U.S. Homeland Security Delegation Tours ODU Vision Lab
April 18, 2012
A delegation of local military and law enforcement officials working for the U.S. Department of Homeland Security visited Old Dominion University's Computational Intelligence and Machine Vision Laboratory (Vision Lab) on Monday, April 16.
"The future is in good hands with your generation," Robert Mathieson of the U.S. Marshals Service told Loc Tran, a Ph.D. student in electrical and computer engineering, and one of the students who led a tour of the facility.
Vision Lab director Khan M. Iftekharuddin, professor of electrical and computer engineering in the Frank Batten College of Engineering and Technology, was excited to demonstrate the Vision Lab research technology to the delegation from Homeland Security.
"We create exciting technologies that have direct bearing to many Homeland Security needs," Iftekharuddin said. "Active collaboration with user communities, such as this delegation, can make these tools even more effective."
Mark Laria, port director for U.S. Customs and Border Protection; Michael Lamonea, assistant special agent in charge with U.S. Immigration and Customs Enforcement; and Capt. Mark Ogle, sector commander, Sector Hampton Roads, with the U.S. Coast Guard, joined Mathieson for the visit. All four men work under the umbrella of the local office of the Department of Homeland Security.

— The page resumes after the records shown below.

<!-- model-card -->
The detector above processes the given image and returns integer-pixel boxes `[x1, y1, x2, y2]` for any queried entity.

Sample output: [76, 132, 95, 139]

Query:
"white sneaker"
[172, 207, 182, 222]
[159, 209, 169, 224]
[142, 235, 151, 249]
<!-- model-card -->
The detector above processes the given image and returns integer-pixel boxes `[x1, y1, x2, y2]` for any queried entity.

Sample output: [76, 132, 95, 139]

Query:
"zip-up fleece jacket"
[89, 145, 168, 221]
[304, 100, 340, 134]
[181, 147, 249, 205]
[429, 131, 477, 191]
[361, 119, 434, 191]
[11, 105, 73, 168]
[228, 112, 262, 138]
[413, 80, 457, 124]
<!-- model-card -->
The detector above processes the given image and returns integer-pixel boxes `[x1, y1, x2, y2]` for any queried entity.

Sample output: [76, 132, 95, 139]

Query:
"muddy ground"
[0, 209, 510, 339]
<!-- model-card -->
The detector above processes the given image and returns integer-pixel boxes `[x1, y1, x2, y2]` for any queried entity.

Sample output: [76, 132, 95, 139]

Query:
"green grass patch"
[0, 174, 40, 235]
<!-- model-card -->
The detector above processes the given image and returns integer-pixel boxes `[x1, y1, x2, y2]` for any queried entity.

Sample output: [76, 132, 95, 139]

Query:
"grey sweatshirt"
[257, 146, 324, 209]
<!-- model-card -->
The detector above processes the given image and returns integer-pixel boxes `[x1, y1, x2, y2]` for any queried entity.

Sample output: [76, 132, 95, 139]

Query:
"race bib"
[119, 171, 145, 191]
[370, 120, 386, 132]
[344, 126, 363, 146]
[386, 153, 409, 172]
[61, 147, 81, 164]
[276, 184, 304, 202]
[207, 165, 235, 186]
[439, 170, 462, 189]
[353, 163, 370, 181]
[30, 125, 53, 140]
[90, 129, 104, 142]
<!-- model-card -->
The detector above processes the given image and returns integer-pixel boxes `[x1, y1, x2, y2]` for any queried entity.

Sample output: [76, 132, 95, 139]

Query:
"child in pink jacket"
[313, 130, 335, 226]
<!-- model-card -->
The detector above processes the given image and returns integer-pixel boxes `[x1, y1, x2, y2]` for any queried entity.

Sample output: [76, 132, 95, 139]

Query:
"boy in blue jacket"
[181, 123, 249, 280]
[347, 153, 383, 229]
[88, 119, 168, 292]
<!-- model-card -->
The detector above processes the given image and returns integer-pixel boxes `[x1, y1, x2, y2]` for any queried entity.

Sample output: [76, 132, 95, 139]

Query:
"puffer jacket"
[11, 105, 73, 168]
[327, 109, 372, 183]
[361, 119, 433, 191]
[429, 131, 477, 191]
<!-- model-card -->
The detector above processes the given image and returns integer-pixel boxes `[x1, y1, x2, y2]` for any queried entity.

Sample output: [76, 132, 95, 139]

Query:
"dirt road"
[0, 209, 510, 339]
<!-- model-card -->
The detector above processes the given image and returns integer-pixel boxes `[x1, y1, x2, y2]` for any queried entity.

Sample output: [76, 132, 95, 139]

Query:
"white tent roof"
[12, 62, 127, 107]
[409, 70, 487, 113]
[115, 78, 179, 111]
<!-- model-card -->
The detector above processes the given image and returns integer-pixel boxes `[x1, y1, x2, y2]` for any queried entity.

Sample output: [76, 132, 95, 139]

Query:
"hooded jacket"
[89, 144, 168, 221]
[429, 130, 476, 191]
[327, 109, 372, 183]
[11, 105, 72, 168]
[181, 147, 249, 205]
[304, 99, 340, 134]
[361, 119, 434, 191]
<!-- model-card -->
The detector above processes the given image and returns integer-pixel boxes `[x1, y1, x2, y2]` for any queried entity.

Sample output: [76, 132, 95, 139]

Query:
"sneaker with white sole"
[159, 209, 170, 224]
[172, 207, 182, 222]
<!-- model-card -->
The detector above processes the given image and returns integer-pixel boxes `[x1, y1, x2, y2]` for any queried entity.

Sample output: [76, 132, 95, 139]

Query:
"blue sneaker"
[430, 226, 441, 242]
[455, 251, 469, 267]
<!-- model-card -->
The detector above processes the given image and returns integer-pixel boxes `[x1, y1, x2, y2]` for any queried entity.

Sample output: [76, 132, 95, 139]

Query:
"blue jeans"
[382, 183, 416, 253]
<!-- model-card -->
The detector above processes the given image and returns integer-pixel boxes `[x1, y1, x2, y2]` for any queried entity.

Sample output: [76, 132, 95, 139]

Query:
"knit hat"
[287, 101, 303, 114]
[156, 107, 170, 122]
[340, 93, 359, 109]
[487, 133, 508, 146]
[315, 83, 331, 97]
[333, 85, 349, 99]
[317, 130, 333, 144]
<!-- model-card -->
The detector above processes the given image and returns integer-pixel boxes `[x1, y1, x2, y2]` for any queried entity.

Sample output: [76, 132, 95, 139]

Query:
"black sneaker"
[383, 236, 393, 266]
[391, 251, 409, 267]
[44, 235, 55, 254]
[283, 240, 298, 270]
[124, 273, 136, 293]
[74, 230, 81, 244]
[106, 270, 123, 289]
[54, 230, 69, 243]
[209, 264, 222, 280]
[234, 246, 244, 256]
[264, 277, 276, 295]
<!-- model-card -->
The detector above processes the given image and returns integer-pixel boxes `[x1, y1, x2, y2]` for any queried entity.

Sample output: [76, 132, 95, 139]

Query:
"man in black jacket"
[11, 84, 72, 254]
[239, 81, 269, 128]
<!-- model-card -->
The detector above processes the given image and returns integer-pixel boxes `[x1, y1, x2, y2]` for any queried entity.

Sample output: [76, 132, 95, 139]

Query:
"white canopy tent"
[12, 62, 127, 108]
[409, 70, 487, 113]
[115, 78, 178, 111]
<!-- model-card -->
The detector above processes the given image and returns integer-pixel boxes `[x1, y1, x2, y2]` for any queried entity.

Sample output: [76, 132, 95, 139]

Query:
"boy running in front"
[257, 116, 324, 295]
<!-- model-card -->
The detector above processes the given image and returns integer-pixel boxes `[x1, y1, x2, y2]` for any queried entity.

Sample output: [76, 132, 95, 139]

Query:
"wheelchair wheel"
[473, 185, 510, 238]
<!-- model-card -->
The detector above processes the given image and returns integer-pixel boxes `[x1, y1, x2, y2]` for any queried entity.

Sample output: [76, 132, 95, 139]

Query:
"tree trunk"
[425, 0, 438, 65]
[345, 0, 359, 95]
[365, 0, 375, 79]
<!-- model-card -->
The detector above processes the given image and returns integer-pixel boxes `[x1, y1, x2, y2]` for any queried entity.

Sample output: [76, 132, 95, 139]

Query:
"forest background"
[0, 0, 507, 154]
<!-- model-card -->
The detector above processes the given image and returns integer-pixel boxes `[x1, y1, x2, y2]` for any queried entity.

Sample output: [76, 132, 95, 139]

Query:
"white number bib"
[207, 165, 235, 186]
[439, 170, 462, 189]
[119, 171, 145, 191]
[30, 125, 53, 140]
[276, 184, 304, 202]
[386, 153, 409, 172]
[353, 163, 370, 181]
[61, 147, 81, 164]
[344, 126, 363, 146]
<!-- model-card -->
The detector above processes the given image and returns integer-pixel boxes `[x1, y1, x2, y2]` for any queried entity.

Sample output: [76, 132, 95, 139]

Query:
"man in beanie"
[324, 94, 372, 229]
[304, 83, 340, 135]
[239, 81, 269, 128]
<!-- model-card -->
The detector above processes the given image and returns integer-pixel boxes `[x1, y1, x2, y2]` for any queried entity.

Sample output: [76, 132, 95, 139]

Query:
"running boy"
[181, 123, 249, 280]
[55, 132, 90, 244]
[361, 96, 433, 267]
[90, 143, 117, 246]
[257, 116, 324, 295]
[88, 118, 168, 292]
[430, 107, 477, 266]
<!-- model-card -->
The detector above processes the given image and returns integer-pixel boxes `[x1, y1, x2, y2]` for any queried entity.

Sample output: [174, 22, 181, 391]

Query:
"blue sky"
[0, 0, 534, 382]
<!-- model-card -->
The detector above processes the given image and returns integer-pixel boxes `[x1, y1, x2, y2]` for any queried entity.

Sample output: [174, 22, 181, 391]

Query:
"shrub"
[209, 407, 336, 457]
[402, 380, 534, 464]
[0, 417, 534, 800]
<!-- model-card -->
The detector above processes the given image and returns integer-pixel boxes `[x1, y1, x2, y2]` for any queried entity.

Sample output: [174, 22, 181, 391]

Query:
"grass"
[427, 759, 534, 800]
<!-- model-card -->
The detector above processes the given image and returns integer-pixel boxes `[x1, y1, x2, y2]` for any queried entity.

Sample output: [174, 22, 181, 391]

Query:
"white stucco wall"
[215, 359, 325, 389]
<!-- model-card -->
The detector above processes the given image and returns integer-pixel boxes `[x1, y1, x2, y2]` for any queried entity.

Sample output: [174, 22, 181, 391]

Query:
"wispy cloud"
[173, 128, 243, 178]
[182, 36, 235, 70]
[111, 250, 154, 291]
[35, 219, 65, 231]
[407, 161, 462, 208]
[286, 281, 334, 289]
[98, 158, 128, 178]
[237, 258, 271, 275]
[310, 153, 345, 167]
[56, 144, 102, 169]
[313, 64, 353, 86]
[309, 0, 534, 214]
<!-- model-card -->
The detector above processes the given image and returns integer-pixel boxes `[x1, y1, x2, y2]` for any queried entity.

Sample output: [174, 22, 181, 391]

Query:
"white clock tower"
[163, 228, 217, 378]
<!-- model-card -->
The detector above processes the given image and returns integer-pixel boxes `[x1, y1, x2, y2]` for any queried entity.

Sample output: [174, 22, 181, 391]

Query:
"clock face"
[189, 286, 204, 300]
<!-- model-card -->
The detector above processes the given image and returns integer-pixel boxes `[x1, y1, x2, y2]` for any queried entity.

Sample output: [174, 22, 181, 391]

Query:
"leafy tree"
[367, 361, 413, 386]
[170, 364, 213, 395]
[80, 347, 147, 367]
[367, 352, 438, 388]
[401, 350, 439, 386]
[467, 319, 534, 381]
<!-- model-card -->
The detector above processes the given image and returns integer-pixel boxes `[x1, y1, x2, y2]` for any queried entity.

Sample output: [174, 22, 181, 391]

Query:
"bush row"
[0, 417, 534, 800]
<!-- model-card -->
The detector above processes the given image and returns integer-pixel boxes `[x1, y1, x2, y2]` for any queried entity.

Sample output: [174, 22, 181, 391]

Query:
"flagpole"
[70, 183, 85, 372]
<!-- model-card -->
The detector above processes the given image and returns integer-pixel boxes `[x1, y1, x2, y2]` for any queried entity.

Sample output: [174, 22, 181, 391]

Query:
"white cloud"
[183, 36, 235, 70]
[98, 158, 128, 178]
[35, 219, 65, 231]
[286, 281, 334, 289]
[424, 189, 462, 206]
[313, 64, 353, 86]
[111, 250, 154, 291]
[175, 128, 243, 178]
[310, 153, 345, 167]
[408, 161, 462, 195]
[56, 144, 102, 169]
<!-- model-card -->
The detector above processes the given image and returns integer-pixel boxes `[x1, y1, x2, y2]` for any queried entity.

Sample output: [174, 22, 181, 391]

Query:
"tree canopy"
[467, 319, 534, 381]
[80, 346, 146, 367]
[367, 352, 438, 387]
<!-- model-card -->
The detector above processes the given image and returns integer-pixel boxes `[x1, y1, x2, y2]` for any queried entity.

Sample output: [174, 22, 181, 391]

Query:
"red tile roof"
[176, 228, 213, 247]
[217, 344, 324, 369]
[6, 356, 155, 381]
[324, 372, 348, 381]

Among the technologies demonstrated for the delegation were a Vision Lab computer algorithm that creates three-dimensional facial images, an experimental computer program that allows the user to control simple movements of a remote device with brain waves, and a high-quality, long-range video camera that can be used for long distance facial recognition.
The visitors frequently remarked how useful the Vision Lab technology would be for various Homeland Security tasks their officers undertake.
Vision Lab researchers focus on developing new algorithms and architectures for real-time applications in the areas of signal processing, image processing, computer vision, pattern recognition and biologically inspired object recognition.
The lab's work has been recognized by grant-funding agencies, particularly in the homeland security field, for several years.
Among the new projects being undertaken by Vision Lab researchers are an algorithm to aid in long-distance facial recognition, 3-D face modeling using static image frames, and an automatic image stabilizer that uses data points from moving images to create a more visible still image. Work is also going on in the area of brain tumor detection under another National Institutes of Health-funded project.